The reason you have to sand your walls before you paint is to get rid of any imperfections; otherwise, they'll be clearly visible after you paint. Since your goal is to remove any bumps, flaws, gouges, brush marks and paint drippings, you certainly don't want to add any scratches from the sandpaper to the imperfections that are already adorning the wall. Although using a coarse-grit of sandpaper will make the job go faster, you're more likely to produce scratches, which then have to be removed by finer sandpaper. If you continue to go over the wall using a finer and finer grit of sandpaper, eventually you'll have walls that are close to flawlessly smooth.

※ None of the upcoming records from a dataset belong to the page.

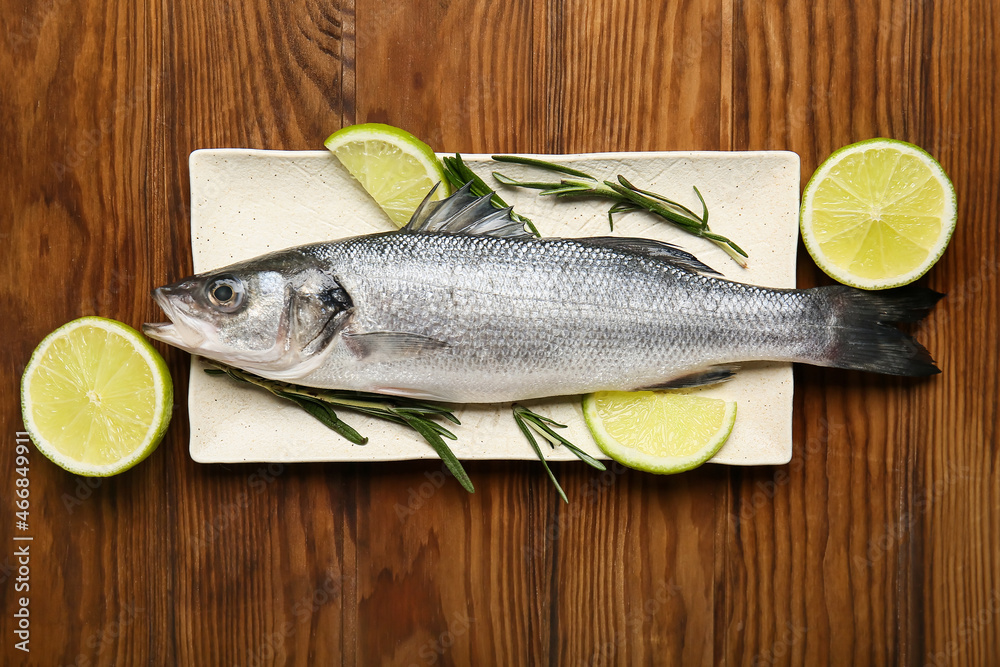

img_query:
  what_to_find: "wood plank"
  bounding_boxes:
[153,1,356,665]
[357,2,730,664]
[907,1,1000,667]
[0,0,1000,666]
[0,2,173,664]
[726,0,1000,664]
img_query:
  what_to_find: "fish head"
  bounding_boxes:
[143,251,351,380]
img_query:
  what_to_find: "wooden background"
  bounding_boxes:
[0,0,1000,666]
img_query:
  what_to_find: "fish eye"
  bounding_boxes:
[208,276,244,313]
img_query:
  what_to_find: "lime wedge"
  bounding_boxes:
[583,391,736,474]
[801,139,957,289]
[21,317,174,477]
[324,123,448,227]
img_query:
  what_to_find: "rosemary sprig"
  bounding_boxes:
[441,153,541,236]
[493,155,747,268]
[511,403,607,503]
[205,359,475,493]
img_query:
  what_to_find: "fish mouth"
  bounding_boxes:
[142,285,205,354]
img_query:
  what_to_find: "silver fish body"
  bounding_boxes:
[146,185,939,403]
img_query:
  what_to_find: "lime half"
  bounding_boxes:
[21,317,173,477]
[324,123,448,227]
[801,139,957,289]
[583,391,736,474]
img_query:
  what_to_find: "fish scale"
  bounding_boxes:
[303,233,828,402]
[144,183,940,403]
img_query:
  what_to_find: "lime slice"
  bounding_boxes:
[21,317,174,477]
[583,391,736,474]
[324,123,448,227]
[801,139,957,289]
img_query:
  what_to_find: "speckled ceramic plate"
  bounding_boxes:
[186,149,799,465]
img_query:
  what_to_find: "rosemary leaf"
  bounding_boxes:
[205,359,475,493]
[401,413,476,493]
[441,153,541,236]
[512,404,607,470]
[493,155,748,268]
[514,410,569,503]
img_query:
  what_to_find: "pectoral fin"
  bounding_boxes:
[637,365,737,391]
[344,331,448,362]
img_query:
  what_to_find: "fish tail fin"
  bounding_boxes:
[817,286,944,377]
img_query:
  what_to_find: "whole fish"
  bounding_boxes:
[143,183,941,403]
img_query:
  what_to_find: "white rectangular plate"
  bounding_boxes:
[188,149,799,465]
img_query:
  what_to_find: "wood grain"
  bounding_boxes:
[0,0,1000,666]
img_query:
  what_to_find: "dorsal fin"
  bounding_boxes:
[577,236,722,276]
[403,183,531,238]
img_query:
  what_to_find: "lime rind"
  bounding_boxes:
[800,138,958,290]
[324,123,449,226]
[21,316,173,477]
[583,392,736,475]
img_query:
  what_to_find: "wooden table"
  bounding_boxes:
[0,0,1000,666]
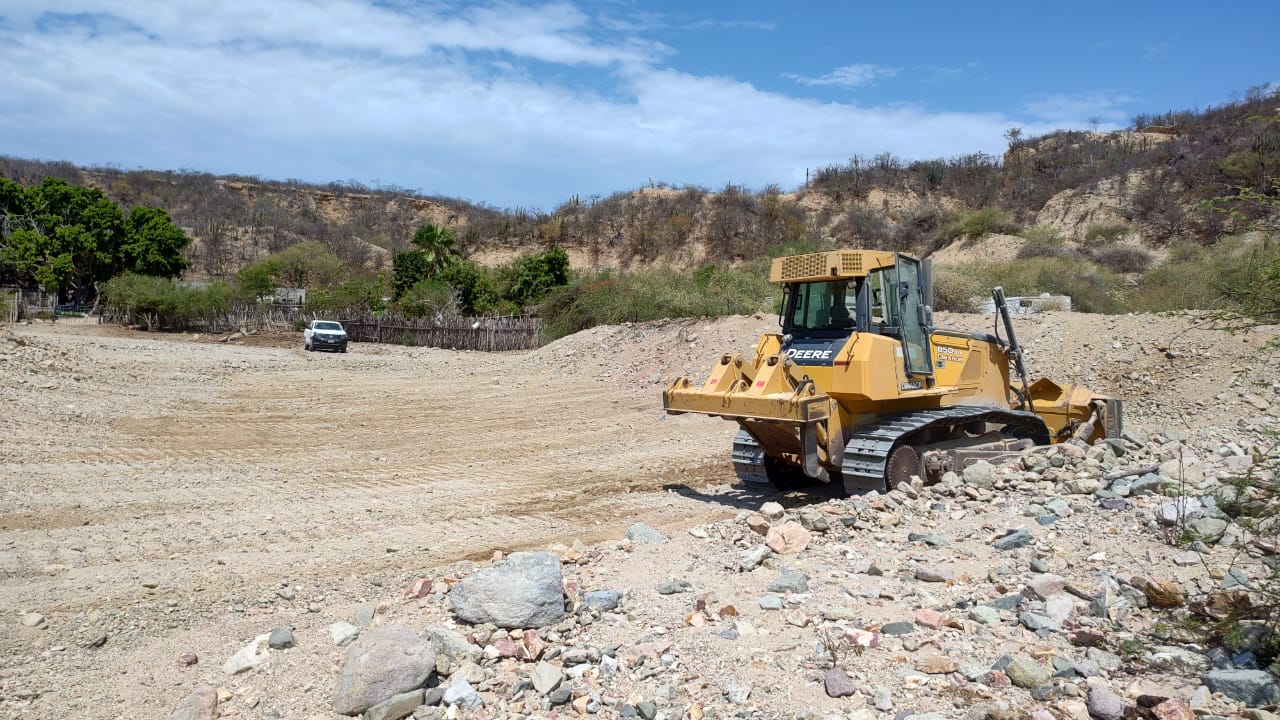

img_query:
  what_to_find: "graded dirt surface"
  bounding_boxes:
[0,313,1280,717]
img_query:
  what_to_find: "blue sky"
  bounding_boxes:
[0,0,1280,210]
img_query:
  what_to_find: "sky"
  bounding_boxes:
[0,0,1280,211]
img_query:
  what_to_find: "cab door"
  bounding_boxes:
[890,254,933,375]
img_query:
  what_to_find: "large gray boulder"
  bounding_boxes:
[449,552,564,628]
[333,625,436,715]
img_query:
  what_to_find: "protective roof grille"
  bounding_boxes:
[840,252,863,275]
[782,252,827,279]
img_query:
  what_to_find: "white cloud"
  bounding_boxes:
[0,0,1080,209]
[1023,91,1135,128]
[782,64,897,88]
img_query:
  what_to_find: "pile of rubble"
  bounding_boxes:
[167,422,1280,720]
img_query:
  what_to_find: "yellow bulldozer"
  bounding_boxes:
[663,250,1124,493]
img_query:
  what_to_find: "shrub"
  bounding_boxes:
[1084,223,1133,247]
[1093,246,1153,273]
[499,247,568,306]
[102,273,234,331]
[1220,238,1280,323]
[832,204,893,250]
[302,275,392,318]
[396,279,460,318]
[440,260,504,315]
[960,258,1121,313]
[933,268,986,313]
[540,263,777,341]
[946,208,1021,240]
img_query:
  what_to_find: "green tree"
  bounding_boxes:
[396,279,458,318]
[440,260,501,315]
[236,258,280,302]
[503,247,570,307]
[392,250,430,300]
[270,240,343,290]
[119,208,191,278]
[0,178,191,301]
[303,275,392,316]
[411,225,456,278]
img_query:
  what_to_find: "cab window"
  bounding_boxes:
[787,281,858,334]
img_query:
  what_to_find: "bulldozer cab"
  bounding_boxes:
[782,254,933,375]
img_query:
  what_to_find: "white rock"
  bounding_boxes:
[223,633,271,675]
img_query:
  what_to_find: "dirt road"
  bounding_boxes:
[0,325,747,716]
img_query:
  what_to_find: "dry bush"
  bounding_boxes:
[1093,246,1155,273]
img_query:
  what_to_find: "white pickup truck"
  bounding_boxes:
[302,320,347,352]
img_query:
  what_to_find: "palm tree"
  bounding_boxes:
[412,225,456,278]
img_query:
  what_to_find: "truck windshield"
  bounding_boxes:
[787,281,858,333]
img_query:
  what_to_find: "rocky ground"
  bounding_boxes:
[0,313,1280,719]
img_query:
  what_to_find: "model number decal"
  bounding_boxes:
[787,347,835,360]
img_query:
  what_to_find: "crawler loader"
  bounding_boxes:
[663,250,1124,493]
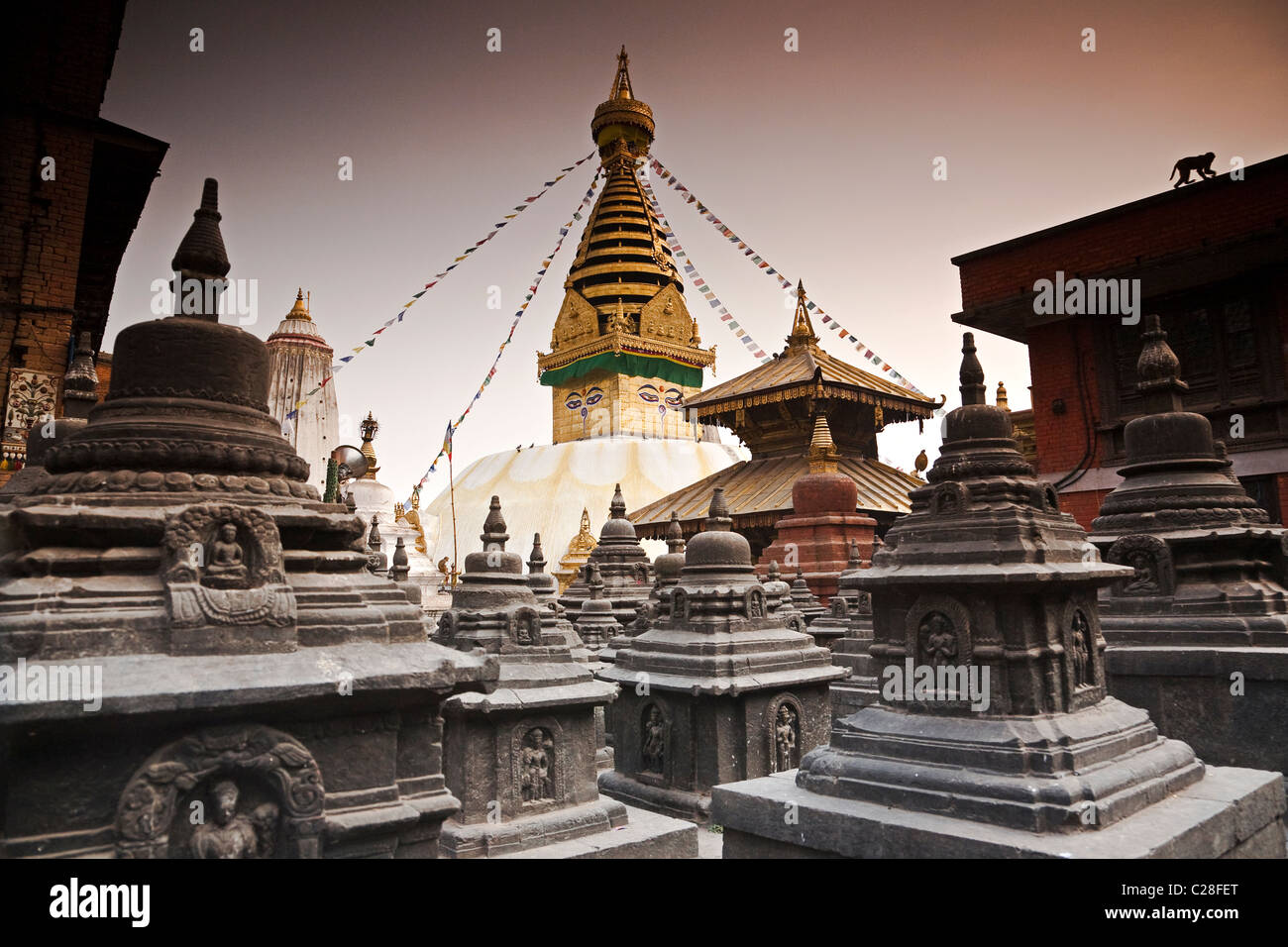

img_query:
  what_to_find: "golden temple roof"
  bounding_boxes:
[630,455,924,539]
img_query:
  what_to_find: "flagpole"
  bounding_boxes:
[447,434,460,588]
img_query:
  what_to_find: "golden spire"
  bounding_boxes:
[286,286,309,320]
[787,279,818,348]
[608,44,635,99]
[362,411,380,480]
[805,415,841,473]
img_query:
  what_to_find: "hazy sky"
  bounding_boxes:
[103,0,1288,498]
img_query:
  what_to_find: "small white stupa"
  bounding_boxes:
[347,411,442,607]
[267,288,340,493]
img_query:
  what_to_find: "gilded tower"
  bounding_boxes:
[267,290,340,491]
[537,47,715,445]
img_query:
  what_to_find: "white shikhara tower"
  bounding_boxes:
[268,290,340,492]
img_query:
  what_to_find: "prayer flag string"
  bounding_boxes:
[649,158,927,397]
[408,165,599,484]
[283,151,597,421]
[639,163,772,364]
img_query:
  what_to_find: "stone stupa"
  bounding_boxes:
[434,496,697,858]
[0,179,498,858]
[599,487,845,822]
[1091,316,1288,772]
[559,483,653,626]
[712,333,1284,858]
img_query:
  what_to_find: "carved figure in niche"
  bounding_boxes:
[1124,549,1158,591]
[631,601,653,635]
[190,780,277,858]
[206,523,249,585]
[917,612,957,666]
[520,727,555,802]
[640,703,666,773]
[1069,611,1095,688]
[514,614,541,644]
[774,703,800,773]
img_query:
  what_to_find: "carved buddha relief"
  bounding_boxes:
[519,727,555,804]
[189,780,278,858]
[201,523,249,588]
[1069,609,1096,689]
[1105,533,1176,595]
[640,703,666,775]
[917,612,957,666]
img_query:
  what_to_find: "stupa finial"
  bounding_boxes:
[480,494,510,553]
[958,333,986,404]
[666,510,684,553]
[528,532,546,576]
[361,411,380,480]
[704,487,733,532]
[170,177,232,314]
[1136,313,1189,415]
[608,44,635,99]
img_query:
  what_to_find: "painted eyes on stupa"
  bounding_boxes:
[636,385,684,407]
[564,388,604,411]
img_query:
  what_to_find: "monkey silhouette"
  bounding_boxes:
[1167,151,1216,191]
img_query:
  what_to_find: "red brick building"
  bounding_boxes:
[0,0,168,484]
[952,156,1288,527]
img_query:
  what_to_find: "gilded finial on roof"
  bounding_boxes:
[787,279,818,347]
[286,286,309,320]
[806,415,840,473]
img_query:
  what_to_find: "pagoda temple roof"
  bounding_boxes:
[630,454,924,539]
[686,287,940,421]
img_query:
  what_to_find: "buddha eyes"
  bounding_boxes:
[564,388,604,411]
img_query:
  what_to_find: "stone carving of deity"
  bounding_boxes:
[1124,549,1158,591]
[1069,612,1092,688]
[918,612,957,666]
[520,727,555,802]
[774,703,800,773]
[640,704,666,773]
[206,523,249,587]
[189,780,277,858]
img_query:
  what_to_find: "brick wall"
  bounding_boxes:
[957,158,1288,312]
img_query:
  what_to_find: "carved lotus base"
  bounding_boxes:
[796,697,1203,832]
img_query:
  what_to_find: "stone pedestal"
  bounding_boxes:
[435,497,696,858]
[711,334,1284,858]
[599,488,844,822]
[0,180,498,858]
[1091,316,1288,771]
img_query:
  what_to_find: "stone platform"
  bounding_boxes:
[1105,644,1288,772]
[492,806,702,858]
[711,767,1284,858]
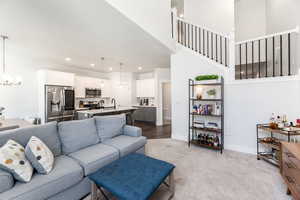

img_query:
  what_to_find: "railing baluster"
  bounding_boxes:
[251,41,254,78]
[288,33,291,76]
[199,28,202,53]
[177,20,180,43]
[265,38,268,77]
[258,40,260,78]
[246,42,248,79]
[216,34,218,62]
[240,44,242,79]
[192,25,194,50]
[272,36,275,77]
[225,38,228,67]
[188,24,190,48]
[280,35,283,76]
[202,29,206,56]
[206,31,209,58]
[171,12,174,38]
[184,22,187,47]
[210,32,214,60]
[220,35,223,65]
[195,26,198,52]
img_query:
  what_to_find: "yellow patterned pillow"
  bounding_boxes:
[0,140,33,182]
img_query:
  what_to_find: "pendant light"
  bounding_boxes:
[100,57,105,88]
[0,35,22,86]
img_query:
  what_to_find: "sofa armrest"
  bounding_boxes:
[123,125,142,137]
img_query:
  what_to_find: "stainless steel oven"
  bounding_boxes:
[45,85,75,122]
[85,88,101,98]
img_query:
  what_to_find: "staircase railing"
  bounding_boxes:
[171,12,229,67]
[235,27,299,80]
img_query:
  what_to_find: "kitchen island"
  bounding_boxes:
[76,106,137,125]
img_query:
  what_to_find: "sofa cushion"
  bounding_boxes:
[58,119,100,154]
[0,156,83,200]
[103,135,147,157]
[94,114,126,141]
[25,136,54,174]
[0,122,61,156]
[0,169,15,193]
[0,140,33,182]
[69,144,119,176]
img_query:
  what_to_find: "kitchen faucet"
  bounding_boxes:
[111,98,117,109]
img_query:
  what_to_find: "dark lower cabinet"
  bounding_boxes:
[133,107,156,124]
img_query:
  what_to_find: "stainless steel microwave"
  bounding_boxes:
[85,88,101,98]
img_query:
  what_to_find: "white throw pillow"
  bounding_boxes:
[0,140,33,182]
[25,136,54,174]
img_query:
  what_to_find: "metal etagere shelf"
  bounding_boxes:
[188,77,224,153]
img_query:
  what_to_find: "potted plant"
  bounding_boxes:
[206,88,217,99]
[195,74,219,83]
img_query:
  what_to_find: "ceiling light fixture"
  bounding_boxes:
[0,35,22,86]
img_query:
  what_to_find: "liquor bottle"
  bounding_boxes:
[214,136,220,147]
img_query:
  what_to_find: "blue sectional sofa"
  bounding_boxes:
[0,115,146,200]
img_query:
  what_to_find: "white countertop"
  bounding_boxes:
[77,106,137,115]
[0,119,33,131]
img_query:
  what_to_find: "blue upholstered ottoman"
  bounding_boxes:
[89,153,175,200]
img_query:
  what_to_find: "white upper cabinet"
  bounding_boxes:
[75,76,111,98]
[38,70,75,86]
[75,76,86,98]
[136,79,155,98]
[101,80,111,97]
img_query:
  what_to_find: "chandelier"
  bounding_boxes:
[0,35,22,86]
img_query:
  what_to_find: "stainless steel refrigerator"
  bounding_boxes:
[45,85,75,122]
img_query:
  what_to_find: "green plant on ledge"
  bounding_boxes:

If you’re sanding drywall and you have holes in the walls or deep gouges, you're better off first filling them in and then sanding over them to get rid of excess joint compound. On drywalls, 120- or 150-grit sandpaper is probably your best bet, and sand using only light-to-moderate pressure. A very important tip is to close the door of the room where you're working, so the dust and debris from the drywall doesn’t settle throughout the rest of the house. Always remember to wear a mask so you won't be inhaling any dust.

Aside from the varying grits of sandpaper, you can buy specialty sandpapers such as for sanding in between coats of paint and surface-removal sandpaper, which is fine-grit sandpaper that does a good job on latex paint. However, if you're sanding the wall to get rid of paint, you can use a coarser grit to begin with.